Learn R Programming

scanstatistics (version 1.0.1)

score_priority_subset: Compute the highest scoring subset for aggregated data.

Description

Given data that is aggregated over either locations or data streams, this function finds the highest scoring subset of the remaining dimensions of the data. For example, if the data has been aggregated over data streams, the highest scoring subset will consist of a window of time stretching from the most recent time period to some time period in the past (i.e. a duration) and a collection of locations.

Usage

score_priority_subset(args, score_fun = poisson_score,
  priority_fun = poisson_priority)

Arguments

args

A list of matrices:

counts

Required. A matrix of counts. Rows indicate time, ordered from most recent to most distant. Columns indicate e.g. locations or data streams, enumerated from 1 and up.

baselines

Required. A matrix of expected counts. Dimensions are as for counts.

penalties

Optional. A matrix of penalty terms. Dimensions are as for counts.

...

Optional.
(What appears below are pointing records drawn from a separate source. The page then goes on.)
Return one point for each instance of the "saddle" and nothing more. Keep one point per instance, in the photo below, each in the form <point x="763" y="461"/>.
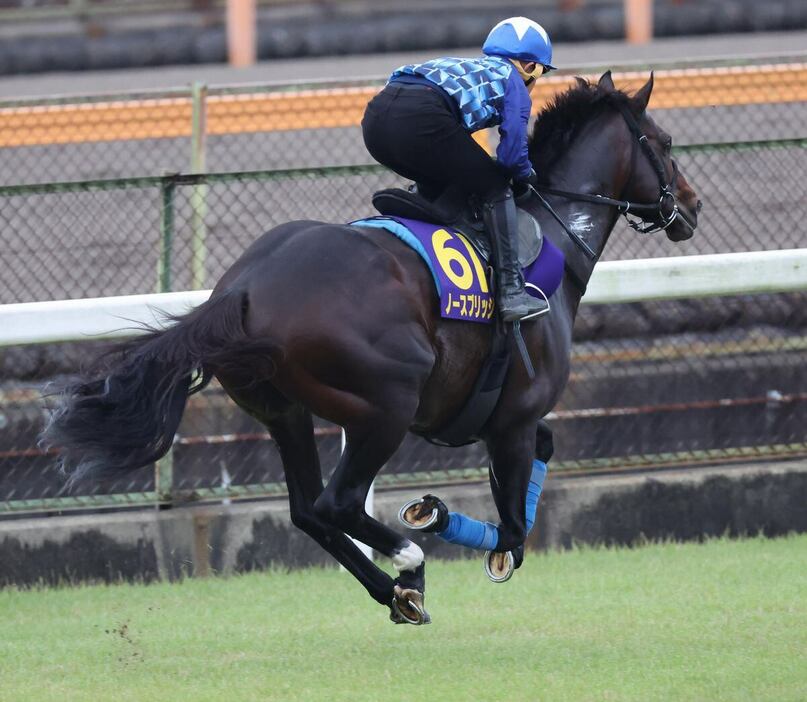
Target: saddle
<point x="453" y="210"/>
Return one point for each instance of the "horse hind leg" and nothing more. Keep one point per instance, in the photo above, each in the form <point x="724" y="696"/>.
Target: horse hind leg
<point x="294" y="435"/>
<point x="367" y="448"/>
<point x="292" y="430"/>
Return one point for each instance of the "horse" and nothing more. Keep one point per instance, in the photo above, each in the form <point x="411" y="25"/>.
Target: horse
<point x="342" y="322"/>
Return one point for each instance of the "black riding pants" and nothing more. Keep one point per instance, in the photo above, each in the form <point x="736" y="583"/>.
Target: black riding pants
<point x="410" y="129"/>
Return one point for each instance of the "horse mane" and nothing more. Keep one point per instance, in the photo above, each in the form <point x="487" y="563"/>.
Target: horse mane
<point x="560" y="121"/>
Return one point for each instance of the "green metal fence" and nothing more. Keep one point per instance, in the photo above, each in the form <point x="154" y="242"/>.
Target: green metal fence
<point x="647" y="378"/>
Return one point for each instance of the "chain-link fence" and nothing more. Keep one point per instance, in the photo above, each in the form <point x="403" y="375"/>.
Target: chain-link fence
<point x="652" y="383"/>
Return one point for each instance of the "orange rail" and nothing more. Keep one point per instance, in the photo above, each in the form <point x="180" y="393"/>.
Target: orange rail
<point x="328" y="108"/>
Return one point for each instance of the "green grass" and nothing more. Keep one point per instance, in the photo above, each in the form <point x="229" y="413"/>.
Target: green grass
<point x="726" y="620"/>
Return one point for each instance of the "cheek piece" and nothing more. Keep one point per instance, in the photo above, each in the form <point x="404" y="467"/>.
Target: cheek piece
<point x="484" y="536"/>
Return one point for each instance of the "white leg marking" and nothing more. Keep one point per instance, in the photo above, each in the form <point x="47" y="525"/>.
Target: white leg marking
<point x="407" y="558"/>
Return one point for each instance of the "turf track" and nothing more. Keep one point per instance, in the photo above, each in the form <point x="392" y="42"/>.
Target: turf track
<point x="722" y="621"/>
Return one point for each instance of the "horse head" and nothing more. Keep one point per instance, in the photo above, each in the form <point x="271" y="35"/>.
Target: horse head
<point x="594" y="144"/>
<point x="668" y="201"/>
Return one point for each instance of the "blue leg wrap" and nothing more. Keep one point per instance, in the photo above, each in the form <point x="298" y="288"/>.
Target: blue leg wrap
<point x="484" y="536"/>
<point x="469" y="532"/>
<point x="534" y="490"/>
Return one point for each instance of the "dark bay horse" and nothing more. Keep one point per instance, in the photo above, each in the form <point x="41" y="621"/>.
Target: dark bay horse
<point x="342" y="322"/>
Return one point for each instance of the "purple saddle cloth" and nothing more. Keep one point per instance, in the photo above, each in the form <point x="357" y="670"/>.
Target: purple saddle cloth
<point x="460" y="274"/>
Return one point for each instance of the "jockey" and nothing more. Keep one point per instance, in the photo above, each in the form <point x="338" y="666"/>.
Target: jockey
<point x="420" y="126"/>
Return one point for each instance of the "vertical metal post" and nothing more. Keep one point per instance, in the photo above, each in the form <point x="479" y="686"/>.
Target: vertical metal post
<point x="164" y="479"/>
<point x="199" y="192"/>
<point x="638" y="21"/>
<point x="164" y="468"/>
<point x="167" y="207"/>
<point x="241" y="32"/>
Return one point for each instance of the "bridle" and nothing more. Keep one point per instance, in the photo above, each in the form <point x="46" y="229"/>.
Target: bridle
<point x="651" y="216"/>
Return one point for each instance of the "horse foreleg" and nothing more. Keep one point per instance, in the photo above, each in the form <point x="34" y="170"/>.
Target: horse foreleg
<point x="517" y="472"/>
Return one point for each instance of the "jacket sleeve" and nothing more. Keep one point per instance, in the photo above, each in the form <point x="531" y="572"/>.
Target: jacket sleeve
<point x="512" y="151"/>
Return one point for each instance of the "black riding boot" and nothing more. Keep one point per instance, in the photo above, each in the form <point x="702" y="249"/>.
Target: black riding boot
<point x="502" y="225"/>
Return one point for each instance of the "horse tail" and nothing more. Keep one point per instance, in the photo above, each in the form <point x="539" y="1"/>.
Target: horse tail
<point x="123" y="413"/>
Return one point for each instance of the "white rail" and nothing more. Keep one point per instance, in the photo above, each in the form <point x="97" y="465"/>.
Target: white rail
<point x="613" y="281"/>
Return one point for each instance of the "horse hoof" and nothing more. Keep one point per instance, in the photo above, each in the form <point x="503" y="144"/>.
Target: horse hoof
<point x="407" y="607"/>
<point x="499" y="567"/>
<point x="422" y="514"/>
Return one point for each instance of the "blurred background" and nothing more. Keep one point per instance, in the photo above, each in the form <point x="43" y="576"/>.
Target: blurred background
<point x="144" y="144"/>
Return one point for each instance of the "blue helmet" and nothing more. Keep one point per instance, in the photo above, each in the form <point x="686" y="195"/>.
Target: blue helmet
<point x="519" y="38"/>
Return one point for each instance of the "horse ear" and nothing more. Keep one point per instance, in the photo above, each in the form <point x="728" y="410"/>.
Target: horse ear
<point x="606" y="84"/>
<point x="642" y="98"/>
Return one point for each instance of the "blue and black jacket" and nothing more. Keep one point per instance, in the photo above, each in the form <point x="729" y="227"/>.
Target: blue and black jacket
<point x="484" y="92"/>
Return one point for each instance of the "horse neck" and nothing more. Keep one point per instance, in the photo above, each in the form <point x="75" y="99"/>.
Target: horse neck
<point x="576" y="172"/>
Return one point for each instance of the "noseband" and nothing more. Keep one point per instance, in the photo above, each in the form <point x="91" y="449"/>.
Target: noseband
<point x="645" y="212"/>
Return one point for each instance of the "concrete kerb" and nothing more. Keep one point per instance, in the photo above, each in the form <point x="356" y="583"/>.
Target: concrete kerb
<point x="147" y="545"/>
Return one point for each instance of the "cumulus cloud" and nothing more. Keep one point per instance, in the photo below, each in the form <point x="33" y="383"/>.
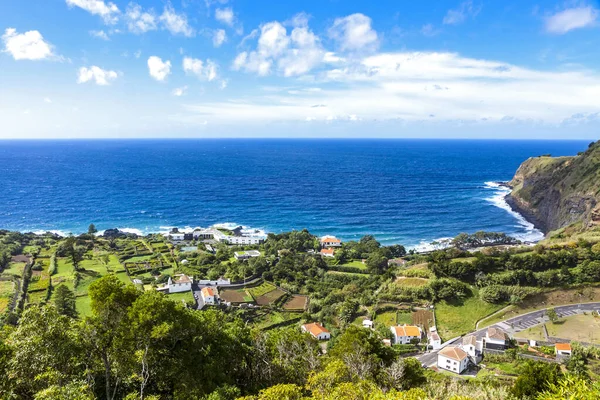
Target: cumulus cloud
<point x="96" y="74"/>
<point x="158" y="68"/>
<point x="100" y="35"/>
<point x="571" y="18"/>
<point x="140" y="21"/>
<point x="354" y="32"/>
<point x="225" y="15"/>
<point x="176" y="23"/>
<point x="27" y="46"/>
<point x="292" y="55"/>
<point x="109" y="12"/>
<point x="414" y="86"/>
<point x="219" y="37"/>
<point x="205" y="70"/>
<point x="178" y="92"/>
<point x="459" y="15"/>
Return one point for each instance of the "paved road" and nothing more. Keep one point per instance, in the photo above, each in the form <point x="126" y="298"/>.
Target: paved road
<point x="517" y="324"/>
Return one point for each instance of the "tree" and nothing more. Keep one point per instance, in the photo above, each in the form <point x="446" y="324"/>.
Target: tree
<point x="92" y="229"/>
<point x="64" y="300"/>
<point x="534" y="378"/>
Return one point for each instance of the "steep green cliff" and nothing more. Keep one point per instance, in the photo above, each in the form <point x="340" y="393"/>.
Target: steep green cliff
<point x="558" y="192"/>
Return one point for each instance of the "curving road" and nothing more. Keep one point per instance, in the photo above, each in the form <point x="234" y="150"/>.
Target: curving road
<point x="517" y="324"/>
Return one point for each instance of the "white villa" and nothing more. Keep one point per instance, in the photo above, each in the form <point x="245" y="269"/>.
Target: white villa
<point x="317" y="331"/>
<point x="404" y="334"/>
<point x="179" y="283"/>
<point x="453" y="359"/>
<point x="330" y="241"/>
<point x="246" y="255"/>
<point x="208" y="295"/>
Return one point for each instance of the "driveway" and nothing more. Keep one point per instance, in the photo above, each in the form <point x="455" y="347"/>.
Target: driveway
<point x="516" y="324"/>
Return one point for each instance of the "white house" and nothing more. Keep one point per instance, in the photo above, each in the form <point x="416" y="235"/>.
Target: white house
<point x="452" y="358"/>
<point x="496" y="339"/>
<point x="434" y="340"/>
<point x="246" y="255"/>
<point x="208" y="295"/>
<point x="404" y="334"/>
<point x="245" y="240"/>
<point x="179" y="283"/>
<point x="317" y="331"/>
<point x="563" y="349"/>
<point x="330" y="241"/>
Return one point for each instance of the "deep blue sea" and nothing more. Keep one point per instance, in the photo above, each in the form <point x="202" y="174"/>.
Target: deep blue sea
<point x="401" y="191"/>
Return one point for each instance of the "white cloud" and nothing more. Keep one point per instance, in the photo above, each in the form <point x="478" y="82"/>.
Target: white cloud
<point x="572" y="18"/>
<point x="203" y="70"/>
<point x="219" y="37"/>
<point x="158" y="69"/>
<point x="178" y="92"/>
<point x="100" y="35"/>
<point x="225" y="15"/>
<point x="27" y="46"/>
<point x="176" y="23"/>
<point x="354" y="32"/>
<point x="459" y="15"/>
<point x="414" y="86"/>
<point x="292" y="55"/>
<point x="108" y="11"/>
<point x="101" y="76"/>
<point x="140" y="21"/>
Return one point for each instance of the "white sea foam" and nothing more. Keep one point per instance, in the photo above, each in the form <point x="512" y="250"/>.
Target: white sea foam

More matrices with parameters

score_fun

A function taking matrix arguments, all of the same dimension, and returning a matrix or vector of that dimension. Suitable alternatives are poisson_score, gaussian_score.

priority_fun

A function taking matrix arguments, all of the same dimension, and returning a matrix or vector of that dimension. Suitable alternatives are poisson_priority, gaussian_priority.

Value

A list containing three elements:

score

The highest score of all clusters.

duration

The duration of the score-maximizing cluster.

subset

An integer vector of the subset of e.g. locations or data streams in the score-maximizing cluster.

Details

This function provides the main component of the FN and NF algorithms described in Section 3.1 of Neill et al. (2013).

References

Neill, Daniel B., Edward McFowland, and Huanian Zheng (2013). Fast subset scan for multivariate event detection. Statistics in Medicine 32 (13), pp. 2185-2208.